YouTube is testing a new interface that turns it into a full-screen personalised channel. YouTube Leanback can be controlled using only the cursor arrow and enter keys and is ideal for viewing on a large screen with a remote control. If you have a very large screen, YouTube has also announced support for video up to 4K resolution or 4096 pixels across. For smaller screens, YouTube has also updated its mobile version.

YouTube Leanback provides a feed of video based on the user account, such as uploads, playlists and favourites, from searches or browsing existing categories, or based on prior viewing preferences and linking to services like Facebook.

Videos play sequentially. Pressing the right arrow moves to the next video. Other controls can be accessed by pressing the up or down arrows.

Users have to log in to a YouTube account, which can also be linked to Facebook, to show videos that friends are sharing.

YouTube wants to increase the number of minutes that viewers currently use the service by removing the question of “What next?” to become a continuous feed or a personal channel.

The name Leanback is a reference to the often stated distinction between the lean forward experience of using a keyboard and mouse with a computer and the lean back view of television using a remote control.

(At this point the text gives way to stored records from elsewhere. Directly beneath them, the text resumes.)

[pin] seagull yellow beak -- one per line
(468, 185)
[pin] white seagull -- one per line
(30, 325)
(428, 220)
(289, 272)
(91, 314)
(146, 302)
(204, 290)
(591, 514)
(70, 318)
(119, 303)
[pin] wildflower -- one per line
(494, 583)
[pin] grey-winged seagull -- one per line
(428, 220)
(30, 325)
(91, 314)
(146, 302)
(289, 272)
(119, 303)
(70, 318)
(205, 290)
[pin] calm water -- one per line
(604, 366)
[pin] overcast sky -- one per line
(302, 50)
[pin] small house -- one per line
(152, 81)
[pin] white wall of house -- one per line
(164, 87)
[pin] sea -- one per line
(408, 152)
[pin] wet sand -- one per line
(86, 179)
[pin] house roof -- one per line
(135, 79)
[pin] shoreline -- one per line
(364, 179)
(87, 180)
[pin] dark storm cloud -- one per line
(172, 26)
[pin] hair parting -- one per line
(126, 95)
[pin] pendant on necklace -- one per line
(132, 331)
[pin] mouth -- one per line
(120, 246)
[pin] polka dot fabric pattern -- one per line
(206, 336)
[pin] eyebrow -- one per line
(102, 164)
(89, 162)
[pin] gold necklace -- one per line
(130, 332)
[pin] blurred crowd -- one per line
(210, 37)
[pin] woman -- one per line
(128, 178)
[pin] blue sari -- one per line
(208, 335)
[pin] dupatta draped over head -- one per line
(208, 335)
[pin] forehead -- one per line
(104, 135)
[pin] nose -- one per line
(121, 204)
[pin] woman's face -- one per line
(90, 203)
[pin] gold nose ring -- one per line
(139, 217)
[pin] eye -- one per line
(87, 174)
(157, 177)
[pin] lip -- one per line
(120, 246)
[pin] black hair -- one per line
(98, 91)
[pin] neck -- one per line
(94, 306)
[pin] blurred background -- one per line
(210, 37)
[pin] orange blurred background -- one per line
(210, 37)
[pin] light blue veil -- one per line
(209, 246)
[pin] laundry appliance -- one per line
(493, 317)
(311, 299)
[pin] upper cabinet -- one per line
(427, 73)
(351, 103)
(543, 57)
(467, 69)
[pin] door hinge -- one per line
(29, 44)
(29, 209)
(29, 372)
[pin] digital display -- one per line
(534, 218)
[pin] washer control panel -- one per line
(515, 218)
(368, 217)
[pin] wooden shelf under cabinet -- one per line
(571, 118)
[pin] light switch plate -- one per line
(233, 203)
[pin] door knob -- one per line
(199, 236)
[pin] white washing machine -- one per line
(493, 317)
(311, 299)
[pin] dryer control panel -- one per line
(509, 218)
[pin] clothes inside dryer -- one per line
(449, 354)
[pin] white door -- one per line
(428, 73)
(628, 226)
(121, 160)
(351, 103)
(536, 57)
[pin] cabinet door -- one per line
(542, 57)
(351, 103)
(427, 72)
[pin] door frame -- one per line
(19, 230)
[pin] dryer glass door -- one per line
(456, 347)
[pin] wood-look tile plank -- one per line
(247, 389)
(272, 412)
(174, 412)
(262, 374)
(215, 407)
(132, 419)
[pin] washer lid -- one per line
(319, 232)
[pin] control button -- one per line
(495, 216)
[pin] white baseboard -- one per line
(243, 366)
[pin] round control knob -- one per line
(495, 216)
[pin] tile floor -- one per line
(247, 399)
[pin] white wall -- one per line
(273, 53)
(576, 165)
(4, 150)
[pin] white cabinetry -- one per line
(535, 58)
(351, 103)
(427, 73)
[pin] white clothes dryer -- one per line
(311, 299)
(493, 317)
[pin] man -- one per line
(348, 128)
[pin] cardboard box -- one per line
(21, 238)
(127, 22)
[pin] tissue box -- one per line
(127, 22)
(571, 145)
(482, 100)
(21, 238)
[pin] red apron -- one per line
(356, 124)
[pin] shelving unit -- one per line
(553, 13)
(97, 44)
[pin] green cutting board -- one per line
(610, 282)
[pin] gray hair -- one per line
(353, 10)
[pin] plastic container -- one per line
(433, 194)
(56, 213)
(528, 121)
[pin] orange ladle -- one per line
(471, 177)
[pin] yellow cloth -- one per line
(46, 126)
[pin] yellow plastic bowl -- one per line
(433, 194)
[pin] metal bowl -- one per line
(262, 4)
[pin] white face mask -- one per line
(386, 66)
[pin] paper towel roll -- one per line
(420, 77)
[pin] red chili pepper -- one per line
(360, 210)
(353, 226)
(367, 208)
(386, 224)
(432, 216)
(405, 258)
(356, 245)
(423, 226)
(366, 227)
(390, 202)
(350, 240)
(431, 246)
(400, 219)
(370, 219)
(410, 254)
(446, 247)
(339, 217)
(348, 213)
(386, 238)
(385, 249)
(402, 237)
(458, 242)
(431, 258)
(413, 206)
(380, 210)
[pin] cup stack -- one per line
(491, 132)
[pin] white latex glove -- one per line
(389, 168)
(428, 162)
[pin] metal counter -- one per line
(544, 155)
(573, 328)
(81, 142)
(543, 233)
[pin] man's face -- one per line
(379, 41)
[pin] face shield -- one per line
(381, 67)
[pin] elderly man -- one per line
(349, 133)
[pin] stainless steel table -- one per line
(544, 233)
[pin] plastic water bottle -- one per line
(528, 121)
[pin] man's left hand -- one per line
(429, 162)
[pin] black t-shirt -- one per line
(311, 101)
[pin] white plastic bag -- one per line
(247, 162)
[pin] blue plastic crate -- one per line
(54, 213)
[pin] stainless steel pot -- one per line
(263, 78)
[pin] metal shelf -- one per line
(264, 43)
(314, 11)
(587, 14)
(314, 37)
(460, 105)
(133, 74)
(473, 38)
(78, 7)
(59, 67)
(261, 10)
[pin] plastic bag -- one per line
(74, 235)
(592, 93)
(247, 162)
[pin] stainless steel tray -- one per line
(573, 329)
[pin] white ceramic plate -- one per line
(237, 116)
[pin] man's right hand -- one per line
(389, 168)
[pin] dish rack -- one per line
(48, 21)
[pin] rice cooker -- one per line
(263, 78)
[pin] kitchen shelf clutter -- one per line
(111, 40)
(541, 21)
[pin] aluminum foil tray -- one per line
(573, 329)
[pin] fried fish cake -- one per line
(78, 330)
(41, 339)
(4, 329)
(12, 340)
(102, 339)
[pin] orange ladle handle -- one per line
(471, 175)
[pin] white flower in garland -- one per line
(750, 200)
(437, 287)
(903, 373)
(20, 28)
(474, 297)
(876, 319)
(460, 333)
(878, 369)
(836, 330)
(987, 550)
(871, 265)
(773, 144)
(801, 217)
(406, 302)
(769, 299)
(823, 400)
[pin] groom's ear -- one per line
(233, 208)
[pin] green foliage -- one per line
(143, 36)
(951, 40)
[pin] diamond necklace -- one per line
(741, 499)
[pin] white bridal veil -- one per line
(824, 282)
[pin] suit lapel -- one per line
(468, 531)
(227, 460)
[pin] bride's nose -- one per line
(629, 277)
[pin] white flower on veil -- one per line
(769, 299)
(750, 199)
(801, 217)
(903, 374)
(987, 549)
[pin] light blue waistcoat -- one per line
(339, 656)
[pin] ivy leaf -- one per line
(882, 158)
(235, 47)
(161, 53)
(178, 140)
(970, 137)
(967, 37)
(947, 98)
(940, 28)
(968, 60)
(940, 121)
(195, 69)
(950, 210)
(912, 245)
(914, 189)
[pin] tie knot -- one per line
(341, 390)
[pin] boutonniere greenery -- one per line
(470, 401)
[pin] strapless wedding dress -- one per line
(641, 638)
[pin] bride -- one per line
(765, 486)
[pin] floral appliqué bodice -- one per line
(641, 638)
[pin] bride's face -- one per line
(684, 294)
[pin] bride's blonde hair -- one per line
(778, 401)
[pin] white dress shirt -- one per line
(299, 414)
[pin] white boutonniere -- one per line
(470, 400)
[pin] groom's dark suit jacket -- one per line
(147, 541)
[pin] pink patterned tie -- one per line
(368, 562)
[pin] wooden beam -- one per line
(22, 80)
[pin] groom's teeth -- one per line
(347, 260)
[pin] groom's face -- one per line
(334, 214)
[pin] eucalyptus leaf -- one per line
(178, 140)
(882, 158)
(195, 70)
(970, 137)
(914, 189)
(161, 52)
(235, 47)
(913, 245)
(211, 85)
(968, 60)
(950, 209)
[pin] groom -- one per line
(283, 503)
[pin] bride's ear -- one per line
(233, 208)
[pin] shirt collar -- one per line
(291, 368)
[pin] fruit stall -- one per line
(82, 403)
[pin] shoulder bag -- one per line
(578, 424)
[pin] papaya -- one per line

Building on the experience of the YouTube XL version originally introduced for big screens, YouTube Leanback could be compared to the big screen version of the only video directory Clicker, although the latter is aimed at linking to premium programming from other sites.

With Google TV promising to provide an open platform for network-connected television devices and displays, Google and YouTube are both destined for the living room screen.

As a statement of ambition, Google has announced support for videos up to 4K resolution. That is up to 4096×3072 pixels, or up to six times the resolution of 1080p high definition. In practice most people are not going to be able to take full advantage of such resolution, at least not for a while, but it does mean that YouTube is not limited to 1080p video. For most applications, however, quality is more likely to be compromised by the relatively low bit rates that YouTube currently employs for delivery.

At the other end of the scale, YouTube has also launched an HTML 5 mobile version of the service. The browser-based version offers full features and will be updated more frequently than dedicated applications. It also frees YouTube from dependence on the pre-installed app on handheld Apple devices. Of course it is also a very similar experience when used on mobile devices running the Google Android operating system.

YouTube Mobile already delivers more than 100 million video views a day. With predictions that within five years more users will connect to the internet with mobile than desktop devices, that number can only be expected to grow.

From the smallest screen to the largest, Google wants to be a big part of the future of online video. By being able to track users across these different devices, Google will be even better placed to deliver targeted advertising.